Brimob dan Satpam Diduga Aniaya Wartawan, Kebebasan Pers di Banten Terancam
Banten – BUSERMEDIAINVESTIGASI.ID
Dunia pers kembali dikejutkan oleh peristiwa dugaan kekerasan terhadap dua jurnalis di wilayah Banten. Seorang oknum anggota Brimob berpakaian preman bersama seorang satpam perusahaan dilaporkan melakukan intimidasi, penganiayaan, hingga merusak peralatan kerja wartawan yang tengah menjalankan tugas jurnalistik. Insiden ini dinilai sebagai ancaman serius terhadap kebebasan pers di Indonesia.
Kronologi Peristiwa
Kejadian bermula saat dua wartawan, sebut saja A dan B, mendatangi sebuah perusahaan yang diduga bermasalah dalam pengelolaan limbah. Kedatangan mereka bertujuan melakukan konfirmasi resmi kepada pihak manajemen. Namun, upaya tersebut mendapat penolakan keras.
Satpam perusahaan yang berjaga melarang wartawan masuk, hingga terjadi adu argumen. Tak lama kemudian, seorang pria berpakaian preman yang mengaku anggota Brimob datang ke lokasi.
Situasi langsung memanas. Tanpa alasan jelas, keduanya diduga melakukan kekerasan fisik dan merampas alat kerja wartawan.

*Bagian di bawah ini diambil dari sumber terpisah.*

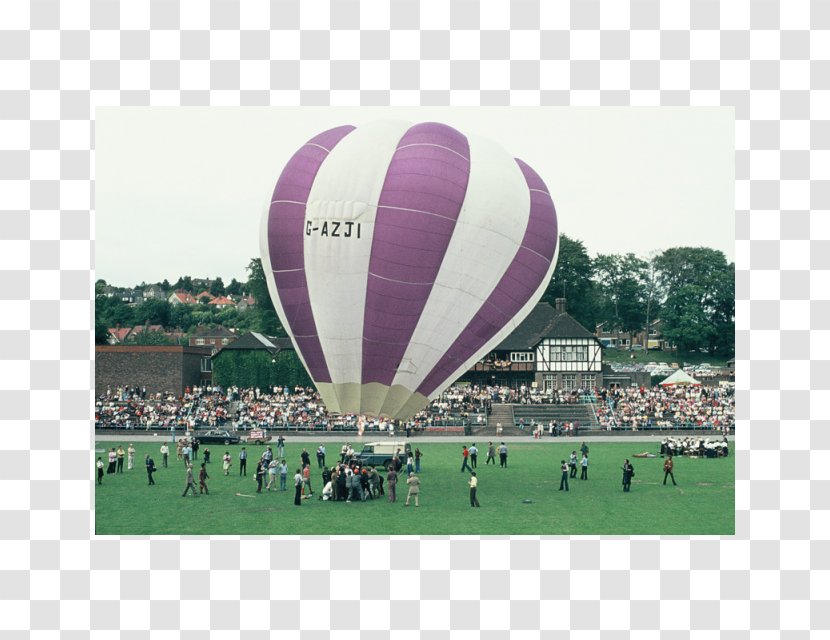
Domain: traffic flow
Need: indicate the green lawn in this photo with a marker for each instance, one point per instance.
(653, 355)
(702, 503)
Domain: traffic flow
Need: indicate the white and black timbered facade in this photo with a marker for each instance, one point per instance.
(549, 348)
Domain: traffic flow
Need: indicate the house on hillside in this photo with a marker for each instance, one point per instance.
(215, 337)
(181, 297)
(245, 302)
(256, 360)
(222, 302)
(548, 350)
(154, 292)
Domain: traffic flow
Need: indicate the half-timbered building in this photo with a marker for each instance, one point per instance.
(548, 350)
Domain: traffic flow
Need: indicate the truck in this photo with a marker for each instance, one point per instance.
(381, 453)
(258, 436)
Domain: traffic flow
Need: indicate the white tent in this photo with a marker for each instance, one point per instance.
(679, 377)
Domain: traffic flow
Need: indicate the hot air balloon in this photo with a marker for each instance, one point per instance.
(398, 255)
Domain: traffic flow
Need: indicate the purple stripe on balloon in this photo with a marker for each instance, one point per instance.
(286, 220)
(516, 287)
(419, 204)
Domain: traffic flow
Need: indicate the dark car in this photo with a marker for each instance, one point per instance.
(215, 436)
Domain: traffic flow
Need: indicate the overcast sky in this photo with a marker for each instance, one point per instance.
(180, 191)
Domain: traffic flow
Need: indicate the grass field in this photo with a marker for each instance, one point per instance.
(702, 503)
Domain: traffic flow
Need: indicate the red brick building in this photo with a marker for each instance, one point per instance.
(159, 368)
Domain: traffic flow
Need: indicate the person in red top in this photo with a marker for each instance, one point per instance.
(465, 457)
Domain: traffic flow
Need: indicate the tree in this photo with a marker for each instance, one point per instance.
(217, 287)
(234, 288)
(185, 283)
(621, 280)
(572, 280)
(154, 312)
(152, 338)
(697, 286)
(267, 320)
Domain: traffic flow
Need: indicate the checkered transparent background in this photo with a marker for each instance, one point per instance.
(61, 60)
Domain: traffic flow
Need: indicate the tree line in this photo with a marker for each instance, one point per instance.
(691, 290)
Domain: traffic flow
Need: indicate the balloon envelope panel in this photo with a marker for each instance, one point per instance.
(398, 255)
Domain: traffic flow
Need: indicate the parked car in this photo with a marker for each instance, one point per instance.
(381, 453)
(214, 436)
(258, 436)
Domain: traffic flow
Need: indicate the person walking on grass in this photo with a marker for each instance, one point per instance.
(258, 473)
(563, 482)
(414, 483)
(628, 473)
(503, 455)
(283, 475)
(473, 482)
(243, 462)
(298, 488)
(491, 454)
(391, 483)
(465, 455)
(191, 485)
(151, 468)
(668, 470)
(203, 477)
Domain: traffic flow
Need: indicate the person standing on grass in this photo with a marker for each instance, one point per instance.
(243, 462)
(491, 453)
(473, 482)
(258, 473)
(465, 455)
(273, 466)
(572, 464)
(628, 473)
(298, 488)
(191, 485)
(203, 476)
(668, 470)
(151, 468)
(307, 480)
(391, 482)
(473, 456)
(283, 476)
(503, 455)
(414, 487)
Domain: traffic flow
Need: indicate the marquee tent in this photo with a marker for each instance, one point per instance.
(679, 377)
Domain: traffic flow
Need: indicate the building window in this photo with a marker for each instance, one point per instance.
(568, 353)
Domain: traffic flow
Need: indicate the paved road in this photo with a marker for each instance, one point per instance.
(135, 436)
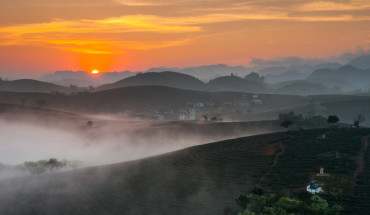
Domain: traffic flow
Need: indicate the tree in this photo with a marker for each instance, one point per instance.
(205, 117)
(53, 163)
(35, 167)
(22, 101)
(358, 119)
(41, 103)
(332, 119)
(89, 123)
(286, 123)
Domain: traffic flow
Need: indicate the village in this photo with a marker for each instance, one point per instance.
(235, 108)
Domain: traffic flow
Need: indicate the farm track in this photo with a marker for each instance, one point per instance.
(361, 157)
(203, 179)
(276, 160)
(197, 180)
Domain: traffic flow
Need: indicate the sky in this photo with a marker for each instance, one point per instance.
(42, 36)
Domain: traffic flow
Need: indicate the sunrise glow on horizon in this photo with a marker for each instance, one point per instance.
(115, 35)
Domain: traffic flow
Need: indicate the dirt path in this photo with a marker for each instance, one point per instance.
(360, 158)
(276, 159)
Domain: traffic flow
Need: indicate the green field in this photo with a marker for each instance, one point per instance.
(202, 179)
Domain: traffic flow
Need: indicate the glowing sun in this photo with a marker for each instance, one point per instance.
(95, 72)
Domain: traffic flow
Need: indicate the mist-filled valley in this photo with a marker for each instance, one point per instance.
(110, 139)
(153, 107)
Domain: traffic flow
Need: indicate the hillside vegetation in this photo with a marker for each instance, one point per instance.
(204, 179)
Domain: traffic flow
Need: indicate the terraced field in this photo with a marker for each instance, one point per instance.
(202, 179)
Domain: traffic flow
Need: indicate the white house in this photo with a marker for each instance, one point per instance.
(314, 187)
(322, 173)
(188, 113)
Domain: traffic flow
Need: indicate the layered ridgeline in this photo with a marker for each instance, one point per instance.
(322, 81)
(29, 85)
(204, 179)
(149, 101)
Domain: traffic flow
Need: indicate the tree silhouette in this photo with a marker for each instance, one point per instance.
(358, 119)
(41, 103)
(332, 119)
(286, 123)
(89, 123)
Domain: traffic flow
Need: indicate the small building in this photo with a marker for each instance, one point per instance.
(257, 101)
(314, 187)
(199, 104)
(188, 113)
(322, 173)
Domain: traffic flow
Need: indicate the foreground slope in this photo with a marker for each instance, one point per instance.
(203, 179)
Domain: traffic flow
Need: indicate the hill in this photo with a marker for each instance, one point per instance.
(234, 83)
(203, 179)
(304, 88)
(142, 99)
(169, 79)
(29, 85)
(347, 77)
(362, 62)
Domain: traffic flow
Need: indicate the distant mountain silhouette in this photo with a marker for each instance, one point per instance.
(346, 77)
(29, 85)
(169, 79)
(234, 83)
(83, 79)
(285, 76)
(304, 88)
(362, 62)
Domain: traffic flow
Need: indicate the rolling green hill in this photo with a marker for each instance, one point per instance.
(203, 179)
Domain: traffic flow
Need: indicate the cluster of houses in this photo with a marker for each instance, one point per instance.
(191, 111)
(315, 187)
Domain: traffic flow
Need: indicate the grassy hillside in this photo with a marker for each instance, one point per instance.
(203, 179)
(169, 79)
(143, 98)
(29, 85)
(231, 105)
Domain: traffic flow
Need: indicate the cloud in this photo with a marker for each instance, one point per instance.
(335, 6)
(109, 35)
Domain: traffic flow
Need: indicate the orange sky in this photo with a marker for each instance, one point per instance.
(41, 36)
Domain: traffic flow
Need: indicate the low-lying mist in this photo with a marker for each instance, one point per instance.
(107, 141)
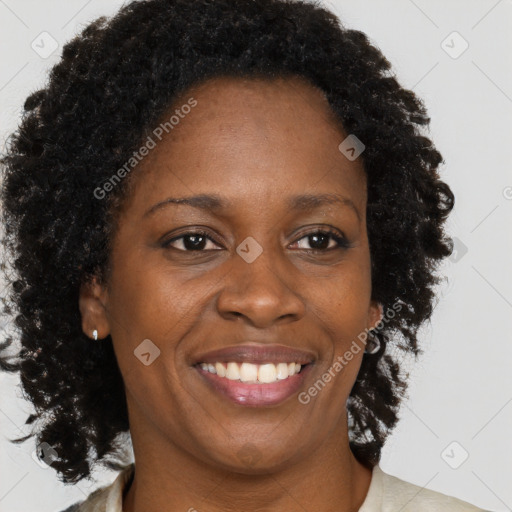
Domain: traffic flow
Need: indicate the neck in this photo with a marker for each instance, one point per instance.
(169, 479)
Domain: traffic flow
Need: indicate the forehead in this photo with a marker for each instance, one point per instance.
(250, 135)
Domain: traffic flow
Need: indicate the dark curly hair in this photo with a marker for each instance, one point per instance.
(113, 84)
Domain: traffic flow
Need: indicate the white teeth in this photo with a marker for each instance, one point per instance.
(267, 373)
(248, 372)
(253, 373)
(232, 372)
(282, 371)
(221, 371)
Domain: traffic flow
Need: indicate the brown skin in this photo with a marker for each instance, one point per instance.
(255, 143)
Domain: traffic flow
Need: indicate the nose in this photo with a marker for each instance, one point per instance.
(262, 292)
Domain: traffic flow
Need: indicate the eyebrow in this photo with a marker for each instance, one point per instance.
(214, 203)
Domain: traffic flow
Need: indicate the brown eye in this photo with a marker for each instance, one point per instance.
(191, 241)
(322, 240)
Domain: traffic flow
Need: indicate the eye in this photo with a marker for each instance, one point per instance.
(191, 241)
(320, 240)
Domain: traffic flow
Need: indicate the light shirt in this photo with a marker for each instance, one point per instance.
(386, 493)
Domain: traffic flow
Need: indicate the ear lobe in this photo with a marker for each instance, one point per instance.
(91, 302)
(375, 314)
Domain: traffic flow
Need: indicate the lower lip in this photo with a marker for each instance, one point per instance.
(256, 394)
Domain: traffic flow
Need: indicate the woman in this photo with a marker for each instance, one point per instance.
(222, 215)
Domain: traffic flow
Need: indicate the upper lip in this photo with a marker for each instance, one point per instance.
(256, 353)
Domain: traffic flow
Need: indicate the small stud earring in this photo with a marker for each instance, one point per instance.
(373, 345)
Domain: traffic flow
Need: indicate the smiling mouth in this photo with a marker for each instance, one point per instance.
(253, 373)
(273, 389)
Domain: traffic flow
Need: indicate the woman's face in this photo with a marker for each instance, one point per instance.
(262, 274)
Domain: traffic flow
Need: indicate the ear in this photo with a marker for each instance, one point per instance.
(91, 302)
(375, 314)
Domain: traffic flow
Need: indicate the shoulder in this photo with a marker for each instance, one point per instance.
(107, 498)
(413, 498)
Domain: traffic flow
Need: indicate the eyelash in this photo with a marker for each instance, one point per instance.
(340, 240)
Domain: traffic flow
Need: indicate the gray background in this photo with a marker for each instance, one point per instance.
(461, 389)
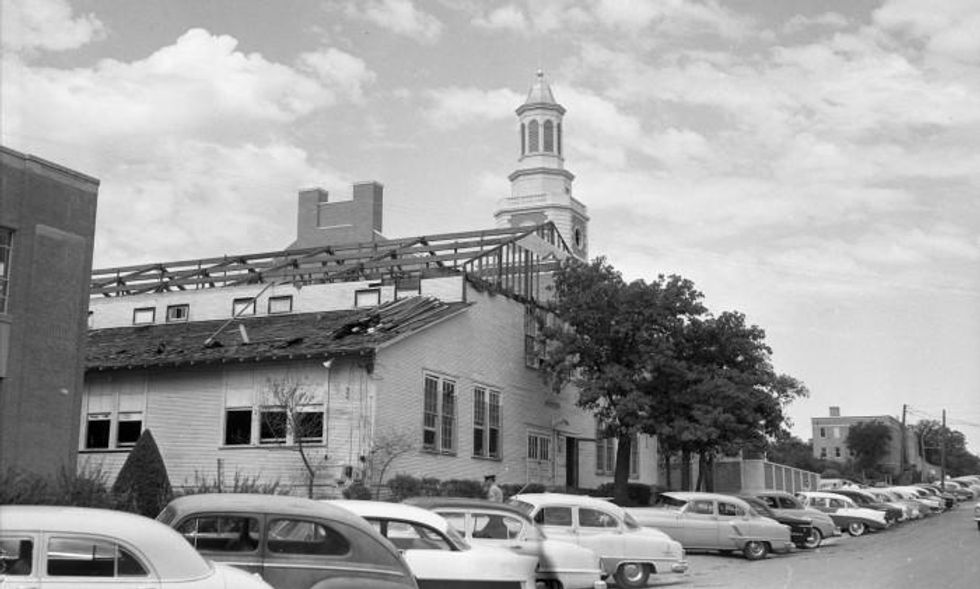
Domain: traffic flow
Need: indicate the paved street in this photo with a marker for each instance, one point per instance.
(942, 551)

Kamera dan ponsel rusak, sementara kedua korban mengalami luka serta trauma mendalam.
Kecaman dari Organisasi Pers
Sejumlah organisasi pers baik lokal maupun nasional mengecam keras tindakan tersebut. Mereka menilai kekerasan ini bukan hanya melukai wartawan secara pribadi, melainkan juga mencederai hak publik atas informasi.
“Jurnalis adalah pilar keempat demokrasi. Kekerasan semacam ini tidak boleh dibiarkan, apalagi jika melibatkan aparat. Polisi harus bertindak tegas,” tegas salah satu pengurus organisasi pers di Banten.
Desakan juga datang agar Kapolda Banten mengusut tuntas kasus ini, memeriksa seluruh pihak yang terlibat, dan menindak pelaku tanpa pandang bulu.
Gus Aulia Ikut Mengecam
Ketua Presidium DPP Persatuan Wartawan Duta Pena Indonesia (PWDPI), Gus Aulia, SE., MM., SH, turut mengecam keras tindakan intimidasi dan penganiayaan terhadap jurnalis di Banten tersebut.
“Ini bentuk pelecehan terhadap profesi wartawan sekaligus pengkhianatan terhadap demokrasi.
Oknum aparat yang seharusnya melindungi rakyat justru melakukan kekerasan kepada insan pers. Kami mendesak Kapolri untuk turun tangan langsung agar kasus ini tidak dipetieskan,” tegas Gus Aulia.
Ia menambahkan, jika aparat yang terlibat tidak diproses secara hukum, maka akan menjadi preseden buruk bagi kebebasan pers di Indonesia. “Negara harus hadir melindungi jurnalis, bukan malah membiarkan mereka diperlakukan seperti kriminal,” ujarnya.22/8/2025.
Payung Hukum yang Dilanggar
Undang-Undang Nomor 40 Tahun 1999 tentang Pers dengan tegas melindungi kebebasan pers.
• Pasal 4 ayat (2): Terhadap pers nasional tidak dikenakan penyensoran, pembredelan atau pelarangan penyiaran.
• Pasal 8: Wartawan dalam melaksanakan profesinya mendapat perlindungan hukum.
• Pasal 18 ayat (1): Setiap orang yang secara melawan hukum menghalangi tugas wartawan, dipidana penjara paling lama 2 tahun atau denda Rp 500 juta.
Dengan dasar hukum tersebut, tindakan intimidasi, penganiayaan, dan perusakan alat kerja wartawan merupakan pelanggaran serius dan harus diproses secara pidana.
Proses Hukum Berlanjut
Kasus ini telah dilaporkan ke pihak berwajib dan kini tengah dalam tahap penyelidikan. Keluarga korban bersama organisasi pers menuntut adanya transparansi serta keadilan. Mereka khawatir kasus akan dipetieskan karena melibatkan oknum aparat.
Ancaman Nyata terhadap Demokrasi
Peristiwa di Banten menjadi alarm keras bahwa kebebasan pers masih rawan tergerus oleh arogansi oknum aparat maupun kepentingan korporasi.
Wartawan yang bekerja sesuai kode etik dan dilindungi undang-undang tidak seharusnya menghadapi kekerasan.
Kekerasan terhadap jurnalis bukan hanya masalah profesi, tetapi juga ancaman terhadap demokrasi. Publik berhak mendapatkan informasi yang jujur, berimbang, dan bebas dari tekanan. Ica - Redaksi.